Pointing Fingers


Now that I have your attention, I’d like to turn your attention to a belief system that continues to injure employees in every industry.  I call it the “blame game”.  When I go out and investigate an incident or injury, the first thing I hear is “Joe should have been doing XYZ, that’s why he got hurt!”.  While Joe may have failed to follow a procedure to a T, received inadequate training to perform his job, tried to take a shortcut, or maybe Joe just isn’t the sharpest tool in the chest; Joe is not the problem.  It is time we stop blaming people and investigate work related incidents more thoroughly.

He was just not paying attention, right?

If he was working instead of goofing off, how could he have possibly gotten hurt?  You only get hurt if you are goofing off and “not paying attention” right?  I get that a lot in incident reports for root causes, “employee was not paying attention and got hurt”.  Before Joe was injured he had to have been doing something reasonably related to his job, if not we would never have work related injuries and I’d be out of a job.  So it is safe to assume that Joe was participating in production when he was hurt, regardless of what he did or failed to do; Joe was performing duties related to one of the company’s processes.  Joe…Was…Working.
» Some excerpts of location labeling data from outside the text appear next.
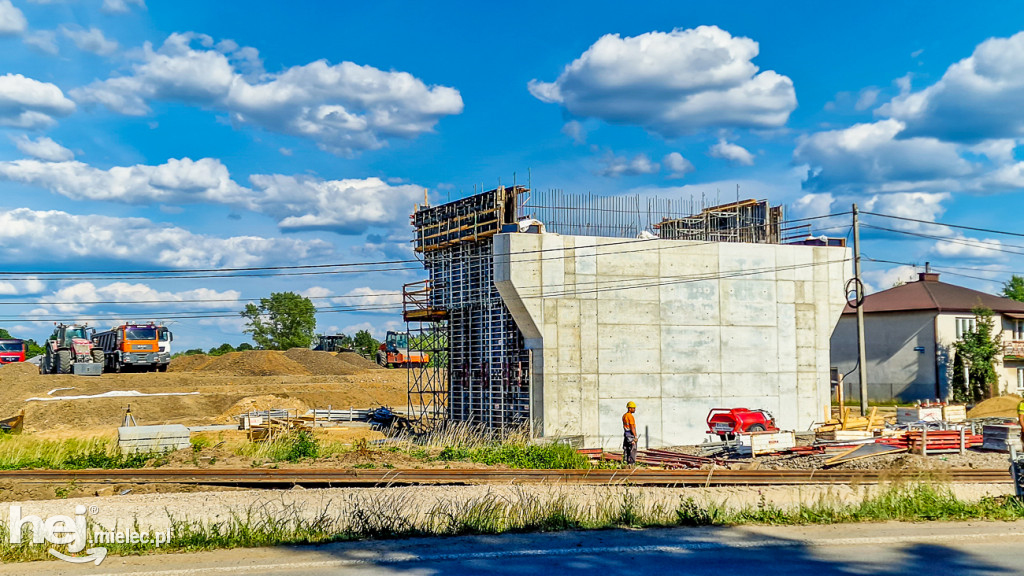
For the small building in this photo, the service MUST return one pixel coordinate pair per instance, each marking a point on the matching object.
(909, 335)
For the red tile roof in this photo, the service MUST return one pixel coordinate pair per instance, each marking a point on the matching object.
(930, 294)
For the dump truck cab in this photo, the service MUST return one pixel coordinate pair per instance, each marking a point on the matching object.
(132, 346)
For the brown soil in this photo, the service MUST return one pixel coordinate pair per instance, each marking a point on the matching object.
(322, 363)
(999, 406)
(189, 363)
(358, 361)
(226, 386)
(256, 363)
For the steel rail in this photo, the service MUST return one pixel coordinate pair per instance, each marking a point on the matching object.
(371, 478)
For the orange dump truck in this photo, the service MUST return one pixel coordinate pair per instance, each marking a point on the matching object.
(132, 346)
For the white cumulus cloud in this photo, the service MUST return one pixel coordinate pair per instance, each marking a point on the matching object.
(346, 206)
(731, 152)
(977, 98)
(343, 108)
(43, 149)
(677, 165)
(28, 285)
(673, 83)
(181, 180)
(871, 155)
(296, 202)
(121, 6)
(28, 236)
(26, 103)
(614, 166)
(960, 246)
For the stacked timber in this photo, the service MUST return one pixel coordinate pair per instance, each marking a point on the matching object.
(1000, 437)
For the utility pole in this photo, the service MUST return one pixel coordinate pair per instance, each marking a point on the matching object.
(861, 355)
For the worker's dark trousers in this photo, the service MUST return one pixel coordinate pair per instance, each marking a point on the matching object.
(629, 448)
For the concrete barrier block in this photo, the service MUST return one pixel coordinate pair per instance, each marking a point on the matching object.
(153, 439)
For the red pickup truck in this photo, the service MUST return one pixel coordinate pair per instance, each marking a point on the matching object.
(11, 350)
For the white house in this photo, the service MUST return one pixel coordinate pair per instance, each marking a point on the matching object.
(909, 331)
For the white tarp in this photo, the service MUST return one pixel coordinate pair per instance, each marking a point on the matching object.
(114, 394)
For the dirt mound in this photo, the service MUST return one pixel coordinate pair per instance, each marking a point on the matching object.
(265, 402)
(322, 363)
(19, 369)
(256, 363)
(998, 406)
(188, 363)
(358, 361)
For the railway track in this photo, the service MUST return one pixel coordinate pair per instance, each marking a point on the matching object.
(373, 478)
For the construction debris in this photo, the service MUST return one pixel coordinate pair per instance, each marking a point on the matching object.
(12, 424)
(659, 458)
(1001, 438)
(847, 422)
(863, 451)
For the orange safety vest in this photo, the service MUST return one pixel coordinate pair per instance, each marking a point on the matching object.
(630, 423)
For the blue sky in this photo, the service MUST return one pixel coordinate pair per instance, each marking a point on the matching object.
(177, 135)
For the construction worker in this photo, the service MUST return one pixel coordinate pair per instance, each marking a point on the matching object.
(630, 435)
(1020, 417)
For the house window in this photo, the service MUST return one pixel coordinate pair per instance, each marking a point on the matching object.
(965, 325)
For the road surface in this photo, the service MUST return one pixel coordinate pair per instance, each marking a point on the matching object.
(880, 549)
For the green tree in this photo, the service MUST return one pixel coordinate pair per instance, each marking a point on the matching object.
(977, 350)
(365, 343)
(284, 321)
(1014, 288)
(221, 350)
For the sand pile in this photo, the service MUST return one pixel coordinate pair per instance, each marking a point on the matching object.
(255, 363)
(358, 361)
(1005, 406)
(322, 363)
(188, 363)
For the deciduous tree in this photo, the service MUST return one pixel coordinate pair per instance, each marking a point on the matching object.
(978, 351)
(283, 321)
(1014, 288)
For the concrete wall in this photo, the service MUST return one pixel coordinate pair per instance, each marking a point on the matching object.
(895, 368)
(679, 327)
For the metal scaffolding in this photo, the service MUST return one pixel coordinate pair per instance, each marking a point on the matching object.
(748, 220)
(484, 378)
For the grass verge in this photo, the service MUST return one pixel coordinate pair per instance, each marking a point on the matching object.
(396, 515)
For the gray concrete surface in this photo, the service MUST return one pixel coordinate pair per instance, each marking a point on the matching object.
(679, 327)
(882, 549)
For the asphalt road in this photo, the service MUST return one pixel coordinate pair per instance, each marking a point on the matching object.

There has to be Someone to Blame!

If the problem is not Joe, whose fault is it?  While at a micro level there may be plenty of blame to go around, it is impossible to target the single accountable person that allowed Joe to get hurt.  Why?  The fault lies within the process Joe was performing; the work, the product, and perhaps even the environment.  The purpose of an investigation is to drill down to the single most important factor that allowed Joe to be involved in the accident.  That is the root cause, if not for that one factor Joe would not have been hurt.  That is not to say that other factors were not also at play which contributed to the incident; but a good, solid investigation should uncover both.

It was all about Technique.

Once Root Cause and contributing factors have been gathered, the next step is to devise corrective actions.  Corrective actions are meant to ensure the same incident never happens again, correcting the root cause and if applicable the contributing factors.  However, these should also focus on the process and not on the person.  Take for instance these two hypothetical situations.  An employee struck by a falling object and another who smashed his finger while hammering a component onto another.  Commonly witnesses to the incident will say, the employee was using the “wrong technique”.  This is another one I get all the time.  “He was doing it all wrong, you are supposed to do it like this”.  This means that the hazard was recognized long ago by workers, but they just found a tribal technique to work around it.  If you are new to the tribe, you don’t know the technique and get hurt.  Why else do you think new employees are 3x more likely to get hurt than seasoned employees?

Solving Real Problems.

In both instances, the final corrective actions should have nothing to do with technique adjustment, additional training, wearing two hardhats instead of just one, or padding employees securely with bubble wrap.  They should focus on how to make the process safer for the co-workers to interact with.  The best corrective actions focus on solving multiple issues, correcting hazards inherent in the process, increasing production, and overall improving the lives of the employees on whom the company relies.  Investigating injuries and incidents thoroughly helps uncover not only hazards, but inefficiencies in the manufacturing process.  This puts to bed the whole notion that the Safety function places a damper on an organization’s performance.

 Bringing it Together.

Blaming the employee for being hurt is a cop-out to prevent doing the extra work it takes to find out what really happened.  By doing this we are doing a disservice to both our companies and to the employees who perform the valuable work in production each day. Before someone gets hurt, there are usually ample warning signs (i.e. the need to adjust technique to prevent getting hurt). One-off, freak accidents are very rare.  If even after the warning signs, near misses, reported injuries, and recordable injuries we have still failed to implement any corrective actions to control the now well-known hazards; there is finally someone to blame…ourselves as Leaders.